In these 50 patients, the most common method of diagnosis was a combination of radiology and cytology, 44 (88%) patients, whereas only five (10%) patients required additional histopathology. The median adenosine deaminase (ADA) value was 41 U/L (IQR 32.75–54.5). There was no difference in ADA levels with HIV. None of the samples was positive for AFB. Those who required additional pleural biopsy had a significantly lower mean ADA of 22.6.

Peripheral lymph node TB

Forty-four patients had peripheral lymphadenitis. Cervical was found in 22 (50%) patients, axillary in nine (20.5%), supraclavicular in three (6.8%), inguinal in two (4.5%), and lymph nodes at two sites were found in eight (18.2%) patients.
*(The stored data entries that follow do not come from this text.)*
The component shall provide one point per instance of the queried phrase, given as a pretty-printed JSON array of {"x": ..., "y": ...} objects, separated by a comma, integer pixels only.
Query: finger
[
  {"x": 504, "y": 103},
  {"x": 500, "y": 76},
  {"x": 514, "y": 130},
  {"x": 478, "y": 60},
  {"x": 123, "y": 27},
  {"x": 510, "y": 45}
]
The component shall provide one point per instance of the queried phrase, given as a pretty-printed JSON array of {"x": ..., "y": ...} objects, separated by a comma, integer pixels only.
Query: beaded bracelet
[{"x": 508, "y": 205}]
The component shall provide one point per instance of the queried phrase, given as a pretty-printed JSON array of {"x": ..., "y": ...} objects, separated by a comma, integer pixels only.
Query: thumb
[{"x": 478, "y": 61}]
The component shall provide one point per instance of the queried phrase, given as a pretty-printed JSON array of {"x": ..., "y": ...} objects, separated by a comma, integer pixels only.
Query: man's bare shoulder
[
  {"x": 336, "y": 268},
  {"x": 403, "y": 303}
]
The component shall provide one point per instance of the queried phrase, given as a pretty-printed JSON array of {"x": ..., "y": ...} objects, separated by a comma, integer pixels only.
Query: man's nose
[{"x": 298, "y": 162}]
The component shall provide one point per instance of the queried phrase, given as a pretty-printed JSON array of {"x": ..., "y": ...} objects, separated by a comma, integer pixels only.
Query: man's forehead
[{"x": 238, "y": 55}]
The diagnosis was confirmed using FNAC in 27 (61.4%) patients and biopsy in 17 (38.6%) patients [Figure 1]. The technique used had a significant association with the location of the lymph node with 18 (81.8%) of cervical lymph node TB being diagnosed by FNAC and eight (88.9%) of axillary lymph node being diagnosed by biopsy. AFB smear was positive in 19 patients (43.18%) with 17 (89.5%) of them being HIV positive. There was a statistically significant association between HIV positive status and AFB smear positivity (P = 0.00). However, there was no association between HIV and the site of lymphadenopathy.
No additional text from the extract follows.